Ce que les Services aux victimes peuvent faire pour les jeunes et les enfants victimes d’actes criminels

Les Services aux victimes offrent une vaste gamme de services de soutien et de renseignements à toutes les victimes d’actes criminels, y compris les enfants et les jeunes. Le soutien offert à ces derniers peut prendre les formes suivantes :

  • offrir un soutien d’urgence (sans rendez-vous) aux parents, aux enfants et aux autres membres de la famille touchés par l’incident;
  • offrir une écoute attentive à la jeune victime et l’aider à verbaliser son expérience;
  • aider au besoin l’enfant et les parents à préparer un plan de sécurité .
  • collaborer avec d’autres intervenants du système de justice pénale pour minimiser autant que possible les traumatismes subis par le jeune ou l’enfant (voir les renseignements sur le projet Lynx pour en savoir plus). 
  • aider la victime à obtenir de l’aide d’autres organismes.

Réactions possibles des jeunes et des enfants victimes d’actes criminels

Pour un enfant, subir de la violence peut altérer à jamais sa vision du monde en tant que lieu sûr. Être victime d’un crime peut avoir de nombreuses répercussions sur le jeune ou l’enfant, tant sur le plan affectif que physique.

Les enfants sont susceptibles d’exprimer leurs émotions de façon différente, selon le stade de développement auquel ils sont rendus.

Ils peuvent réagir de diverses façons : besoin de plus d’attention; tendance à s’isoler; maux de ventre; anxiété; dépression; déni. Il se peut aussi que certains enfants adoptent un comportement rebelle lorsqu’ils ont de la difficulté à exprimer leurs sentiments.

Les parents et autres membres de la famille peuvent aussi être éprouvés par un acte criminel

Les parents et les autres membres de la famille peuvent aussi être sous le coup d’émotions très vives : choc, incrédulité, honte, culpabilité et peur que la violence se poursuive. Selon les circonstances, il se peut même que les parents éprouvent de la colère envers l’enfant ou que les frères et sœurs éprouvent de la confusion ou cherchent à surprotéger la victime.

Il est important que les membres de la famille reçoivent le soutien dont ils ont besoin.
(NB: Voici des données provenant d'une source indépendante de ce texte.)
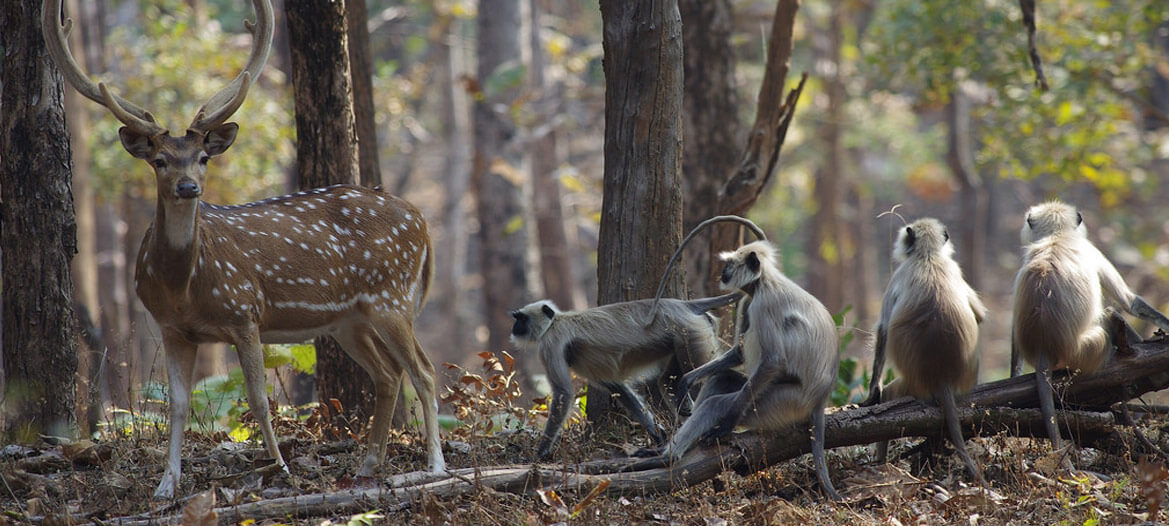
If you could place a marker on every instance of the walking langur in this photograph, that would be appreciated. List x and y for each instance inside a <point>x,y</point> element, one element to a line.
<point>929,325</point>
<point>780,373</point>
<point>1064,295</point>
<point>611,346</point>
Si vous êtes touché par un acte criminel, même de façon indirecte, vous avez droit aux services de soutien offerts par les Services aux victimes.

Comment aider un enfant victime d’un acte criminel?

Les parents et parents substituts peuvent être d’un grand secours à l’enfant après un crime.

  • Faites-lui savoir qu’il a bien fait d’en parler à quelqu’un.
  • Restez calme.
  • Faites comprendre à l’enfant que c’est généralement bénéfique d’en parler et offrez-lui une écoute attentive.
  • Rassurez l’enfant qu’il n’a rien à se reprocher pour ce qui s’est passé.
  • Acceptez qu’il puisse faire des caprices, mais soyez prêt à poser des limites.
  • Analysez vos propres émotions et prenez soin de vous.
  • Préparez l’enfant aux différentes étapes qu’il devra franchir.
  • Soyez aux aguets pour tout signe indiquant qu’il lui faut plus d’aide.

Obligation de signaler les actes criminels

La loi oblige tous les citoyens à signaler les cas où un enfant (c’est-à-dire toute personne de moins de 19 ans) pourrait avoir besoin de protection.

Par exemple, il faut signaler aux Services à la famille et à l’enfance tout cas où un enfant fait l’objet de mauvais traitement, de violence psychologique, de négligence ou d’exploitation sexuelle. Il faut également les aviser si l’enfant vit dans un foyer où il y a de la violence familiale.

Cyberaide

Communiquez avec la centrale canadienne Cyberaide.ca pour signaler tout cas d’exploitation sexuelle d’enfants sur Internet. Les types de signalements traités par l’organisme incluent la pornographie, le leurre, le tourisme pédophile et la prostitution juvénile.

Cyberaide offre également aux familles canadiennes un centre d’information, de ressources, de soutien et d’orientation pour les aider à assurer la sécurité de leurs jeunes sur Internet.